I’m so sorry 😦 Breastfeeding is so hard & I wasn’t prepared for it at all- let alone the struggle compounded on ppd. The first week was hell… I cried constantly. I can’t imagine going through that for 2 months. You’re a badass. You’re such a fantastic mom & baby #2 will definitely benefit from all you learned in round one.
had a very similar breast feeding experience and COMPLETELY agree with your formula points. YOU know what’s best for you and your baby, the end.
I’m grateful that we both enjoy formula feeding so much. I love giving her a bottle and making eye contact and holding her little hand. It brings me WAY more joy than anything breastfeeding-related did in the first week.

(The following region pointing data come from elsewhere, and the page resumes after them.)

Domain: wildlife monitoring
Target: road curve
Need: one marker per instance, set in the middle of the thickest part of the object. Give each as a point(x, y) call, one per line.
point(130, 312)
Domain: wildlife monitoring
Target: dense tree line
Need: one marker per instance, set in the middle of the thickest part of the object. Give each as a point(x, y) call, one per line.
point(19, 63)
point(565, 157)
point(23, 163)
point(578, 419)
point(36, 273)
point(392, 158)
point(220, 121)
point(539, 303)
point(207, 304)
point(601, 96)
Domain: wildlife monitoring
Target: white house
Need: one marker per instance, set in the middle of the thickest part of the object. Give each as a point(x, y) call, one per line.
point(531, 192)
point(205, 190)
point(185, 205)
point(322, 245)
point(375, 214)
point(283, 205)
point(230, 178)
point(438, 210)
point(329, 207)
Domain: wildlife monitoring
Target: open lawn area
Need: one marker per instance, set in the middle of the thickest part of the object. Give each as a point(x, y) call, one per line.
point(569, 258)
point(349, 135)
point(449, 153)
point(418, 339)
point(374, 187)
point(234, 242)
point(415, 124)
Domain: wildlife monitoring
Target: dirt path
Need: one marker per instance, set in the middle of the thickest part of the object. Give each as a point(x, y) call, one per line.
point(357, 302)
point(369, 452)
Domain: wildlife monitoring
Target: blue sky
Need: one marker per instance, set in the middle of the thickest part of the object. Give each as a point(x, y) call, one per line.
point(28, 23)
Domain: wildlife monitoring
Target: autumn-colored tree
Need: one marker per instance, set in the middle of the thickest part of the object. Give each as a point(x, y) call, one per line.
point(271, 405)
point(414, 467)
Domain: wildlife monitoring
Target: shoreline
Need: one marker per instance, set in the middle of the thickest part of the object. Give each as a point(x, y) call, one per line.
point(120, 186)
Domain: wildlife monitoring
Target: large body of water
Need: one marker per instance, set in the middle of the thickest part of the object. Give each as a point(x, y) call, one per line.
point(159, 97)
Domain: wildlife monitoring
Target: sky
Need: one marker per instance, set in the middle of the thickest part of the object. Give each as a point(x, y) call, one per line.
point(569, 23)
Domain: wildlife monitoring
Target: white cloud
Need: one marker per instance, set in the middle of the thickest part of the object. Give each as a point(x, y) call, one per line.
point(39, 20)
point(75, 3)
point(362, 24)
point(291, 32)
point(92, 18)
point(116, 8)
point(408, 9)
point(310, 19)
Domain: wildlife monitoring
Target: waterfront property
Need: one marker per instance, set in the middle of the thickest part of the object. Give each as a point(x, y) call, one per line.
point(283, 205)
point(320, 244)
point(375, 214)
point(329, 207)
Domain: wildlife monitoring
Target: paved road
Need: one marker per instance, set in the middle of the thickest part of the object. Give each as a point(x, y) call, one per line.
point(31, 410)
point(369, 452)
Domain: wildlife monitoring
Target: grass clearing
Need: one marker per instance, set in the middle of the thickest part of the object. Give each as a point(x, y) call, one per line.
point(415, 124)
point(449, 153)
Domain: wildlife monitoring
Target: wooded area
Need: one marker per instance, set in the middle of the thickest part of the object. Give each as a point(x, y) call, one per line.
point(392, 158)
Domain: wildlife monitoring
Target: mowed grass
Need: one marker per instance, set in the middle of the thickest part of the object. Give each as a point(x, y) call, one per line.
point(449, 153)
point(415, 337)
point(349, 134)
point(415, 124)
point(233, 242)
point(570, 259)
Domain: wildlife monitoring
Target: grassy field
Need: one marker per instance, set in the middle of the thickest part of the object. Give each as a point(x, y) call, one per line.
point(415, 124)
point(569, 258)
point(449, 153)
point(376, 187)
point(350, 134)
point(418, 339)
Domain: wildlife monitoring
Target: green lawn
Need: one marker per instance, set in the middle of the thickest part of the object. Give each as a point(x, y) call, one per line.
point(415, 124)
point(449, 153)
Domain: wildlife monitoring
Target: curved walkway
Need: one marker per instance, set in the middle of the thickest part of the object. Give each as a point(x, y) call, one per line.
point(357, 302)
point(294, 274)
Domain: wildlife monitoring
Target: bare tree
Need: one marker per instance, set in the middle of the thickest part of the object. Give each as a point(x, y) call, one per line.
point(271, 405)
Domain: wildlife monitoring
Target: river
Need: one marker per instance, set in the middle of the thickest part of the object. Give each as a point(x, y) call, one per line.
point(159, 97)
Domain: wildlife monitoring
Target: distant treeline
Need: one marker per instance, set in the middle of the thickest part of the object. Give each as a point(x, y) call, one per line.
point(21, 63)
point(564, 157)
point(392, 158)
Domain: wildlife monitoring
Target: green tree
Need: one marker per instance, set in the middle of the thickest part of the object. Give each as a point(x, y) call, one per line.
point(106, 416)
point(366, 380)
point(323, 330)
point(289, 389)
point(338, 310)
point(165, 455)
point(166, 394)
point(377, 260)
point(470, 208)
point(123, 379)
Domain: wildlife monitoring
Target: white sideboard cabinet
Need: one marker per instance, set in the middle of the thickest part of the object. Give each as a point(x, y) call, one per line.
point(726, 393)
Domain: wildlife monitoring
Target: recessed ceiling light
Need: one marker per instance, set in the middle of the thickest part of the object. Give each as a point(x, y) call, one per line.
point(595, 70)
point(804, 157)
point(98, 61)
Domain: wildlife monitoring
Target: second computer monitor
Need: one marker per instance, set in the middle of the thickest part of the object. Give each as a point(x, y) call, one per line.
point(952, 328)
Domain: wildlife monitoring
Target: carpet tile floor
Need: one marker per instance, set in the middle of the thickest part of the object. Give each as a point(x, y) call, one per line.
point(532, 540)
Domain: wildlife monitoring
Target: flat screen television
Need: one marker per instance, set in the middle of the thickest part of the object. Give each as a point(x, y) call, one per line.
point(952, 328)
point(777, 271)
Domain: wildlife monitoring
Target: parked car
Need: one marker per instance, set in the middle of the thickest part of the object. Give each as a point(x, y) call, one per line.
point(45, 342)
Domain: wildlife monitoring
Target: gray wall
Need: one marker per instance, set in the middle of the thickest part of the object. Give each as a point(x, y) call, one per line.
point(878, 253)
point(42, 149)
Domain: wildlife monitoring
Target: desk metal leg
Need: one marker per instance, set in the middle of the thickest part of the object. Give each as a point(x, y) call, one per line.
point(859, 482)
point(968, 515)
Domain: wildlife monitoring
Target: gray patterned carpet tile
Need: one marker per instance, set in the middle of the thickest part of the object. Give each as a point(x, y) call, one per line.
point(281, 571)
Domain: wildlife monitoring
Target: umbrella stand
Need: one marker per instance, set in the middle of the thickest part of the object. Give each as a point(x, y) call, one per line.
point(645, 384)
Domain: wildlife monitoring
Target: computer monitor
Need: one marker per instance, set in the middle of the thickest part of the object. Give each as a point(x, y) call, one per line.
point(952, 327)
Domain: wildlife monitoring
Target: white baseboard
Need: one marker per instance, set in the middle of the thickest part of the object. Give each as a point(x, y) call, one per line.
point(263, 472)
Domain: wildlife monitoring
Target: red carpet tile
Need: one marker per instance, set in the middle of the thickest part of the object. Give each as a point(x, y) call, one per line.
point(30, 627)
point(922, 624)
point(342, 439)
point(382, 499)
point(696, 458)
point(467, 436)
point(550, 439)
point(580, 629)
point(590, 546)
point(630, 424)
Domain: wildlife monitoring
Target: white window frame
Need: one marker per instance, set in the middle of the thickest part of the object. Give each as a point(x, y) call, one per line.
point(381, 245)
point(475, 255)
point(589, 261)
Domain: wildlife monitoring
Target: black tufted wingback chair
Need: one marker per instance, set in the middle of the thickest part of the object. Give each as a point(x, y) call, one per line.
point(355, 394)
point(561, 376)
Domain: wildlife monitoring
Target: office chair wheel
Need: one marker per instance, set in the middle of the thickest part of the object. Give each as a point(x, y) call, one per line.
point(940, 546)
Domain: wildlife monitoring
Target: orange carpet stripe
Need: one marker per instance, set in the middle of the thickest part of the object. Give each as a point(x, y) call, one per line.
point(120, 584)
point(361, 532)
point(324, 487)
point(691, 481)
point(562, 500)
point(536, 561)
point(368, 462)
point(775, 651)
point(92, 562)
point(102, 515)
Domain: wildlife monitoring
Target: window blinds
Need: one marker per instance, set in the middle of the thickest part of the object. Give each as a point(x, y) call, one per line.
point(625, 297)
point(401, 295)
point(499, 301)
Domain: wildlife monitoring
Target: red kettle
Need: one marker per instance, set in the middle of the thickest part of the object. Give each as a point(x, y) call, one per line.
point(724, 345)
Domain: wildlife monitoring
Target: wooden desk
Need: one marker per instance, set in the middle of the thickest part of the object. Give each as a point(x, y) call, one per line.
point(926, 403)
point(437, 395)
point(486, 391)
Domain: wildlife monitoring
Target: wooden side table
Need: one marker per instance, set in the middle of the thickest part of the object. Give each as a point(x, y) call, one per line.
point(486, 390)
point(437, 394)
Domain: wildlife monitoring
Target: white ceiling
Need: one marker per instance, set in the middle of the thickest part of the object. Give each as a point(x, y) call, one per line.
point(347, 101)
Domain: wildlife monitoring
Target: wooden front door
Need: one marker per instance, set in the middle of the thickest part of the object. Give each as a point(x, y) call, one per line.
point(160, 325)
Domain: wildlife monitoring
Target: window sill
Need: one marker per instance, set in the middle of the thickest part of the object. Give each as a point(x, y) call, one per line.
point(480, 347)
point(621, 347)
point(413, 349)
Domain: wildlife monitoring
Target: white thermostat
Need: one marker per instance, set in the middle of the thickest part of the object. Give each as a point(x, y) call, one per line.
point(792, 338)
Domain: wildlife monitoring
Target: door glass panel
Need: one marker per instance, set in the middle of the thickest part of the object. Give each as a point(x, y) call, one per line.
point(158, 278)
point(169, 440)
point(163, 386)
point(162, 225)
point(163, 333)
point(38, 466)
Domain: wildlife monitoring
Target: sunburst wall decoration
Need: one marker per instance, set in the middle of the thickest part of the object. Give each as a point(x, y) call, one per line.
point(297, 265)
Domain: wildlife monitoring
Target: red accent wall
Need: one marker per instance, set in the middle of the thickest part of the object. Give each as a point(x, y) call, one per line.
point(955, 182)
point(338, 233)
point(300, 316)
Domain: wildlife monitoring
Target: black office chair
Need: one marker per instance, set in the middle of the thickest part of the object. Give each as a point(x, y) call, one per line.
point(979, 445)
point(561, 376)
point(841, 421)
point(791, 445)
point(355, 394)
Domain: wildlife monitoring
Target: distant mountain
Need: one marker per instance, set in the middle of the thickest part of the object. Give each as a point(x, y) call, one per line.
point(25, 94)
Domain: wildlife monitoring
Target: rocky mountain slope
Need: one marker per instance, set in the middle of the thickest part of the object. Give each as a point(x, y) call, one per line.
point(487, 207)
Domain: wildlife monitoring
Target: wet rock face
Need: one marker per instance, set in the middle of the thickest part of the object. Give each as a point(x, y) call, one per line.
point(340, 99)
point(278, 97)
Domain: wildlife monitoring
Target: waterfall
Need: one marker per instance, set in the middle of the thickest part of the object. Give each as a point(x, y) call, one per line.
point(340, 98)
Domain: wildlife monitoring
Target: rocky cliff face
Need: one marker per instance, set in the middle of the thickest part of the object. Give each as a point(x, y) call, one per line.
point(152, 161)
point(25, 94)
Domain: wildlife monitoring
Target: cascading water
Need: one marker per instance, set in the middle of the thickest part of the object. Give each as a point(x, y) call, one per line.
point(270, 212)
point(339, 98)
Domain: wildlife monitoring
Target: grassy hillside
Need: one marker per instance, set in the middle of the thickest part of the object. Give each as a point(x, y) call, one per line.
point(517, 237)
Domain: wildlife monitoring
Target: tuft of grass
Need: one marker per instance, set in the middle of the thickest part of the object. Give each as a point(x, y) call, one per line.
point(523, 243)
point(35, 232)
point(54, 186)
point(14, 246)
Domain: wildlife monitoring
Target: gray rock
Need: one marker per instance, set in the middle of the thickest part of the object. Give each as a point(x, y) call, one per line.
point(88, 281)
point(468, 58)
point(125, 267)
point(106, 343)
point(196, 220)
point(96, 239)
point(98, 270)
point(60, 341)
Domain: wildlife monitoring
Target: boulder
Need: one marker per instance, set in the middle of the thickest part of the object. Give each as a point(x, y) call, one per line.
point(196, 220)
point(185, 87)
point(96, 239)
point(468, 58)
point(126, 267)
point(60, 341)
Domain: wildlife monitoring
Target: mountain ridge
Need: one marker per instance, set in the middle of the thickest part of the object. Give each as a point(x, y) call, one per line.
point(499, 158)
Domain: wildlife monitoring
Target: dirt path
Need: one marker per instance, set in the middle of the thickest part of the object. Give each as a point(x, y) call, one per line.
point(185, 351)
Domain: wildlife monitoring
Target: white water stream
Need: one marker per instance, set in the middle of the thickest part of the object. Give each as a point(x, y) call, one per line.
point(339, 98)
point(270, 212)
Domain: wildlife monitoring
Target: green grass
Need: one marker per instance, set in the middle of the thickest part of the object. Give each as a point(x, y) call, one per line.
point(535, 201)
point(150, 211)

This was my exact experience with Caleb. I had no interest in it, but you feel pressured to do it. Got all the supplies, pillows, etc. and it HURT SO BAD from the start. So then I pumped, because again… GUILT. Then finally, after about 2 weeks or so of pumping and supplementing with formula, I threw in the towel and he went exclusively to formula. I felt so guilty, but feeding time had been miserable. I would get so anxious anytime he cried and wanted to eat, and I was in pain the ENTIRE time. I knew feeding him wasn’t supposed to be like this. Also, formula made going back to work easier. As soon as we switched to formula, a weight was lifted off of my shoulders. We went straight to formula for Holden. I told them from the get go that we would not be breastfeeding, and my doctor was very supportive.
The guilt is crazy. And I really put it all on myself. Everyone around me was so so supportive. But society makes you feel like breastfeeding is something you’re SUPPOSED to do, not matter how painful or hard or damaging it is to you. I’m glad you were able to eventually make that decision for Caleb and you went straight to formula for Holden!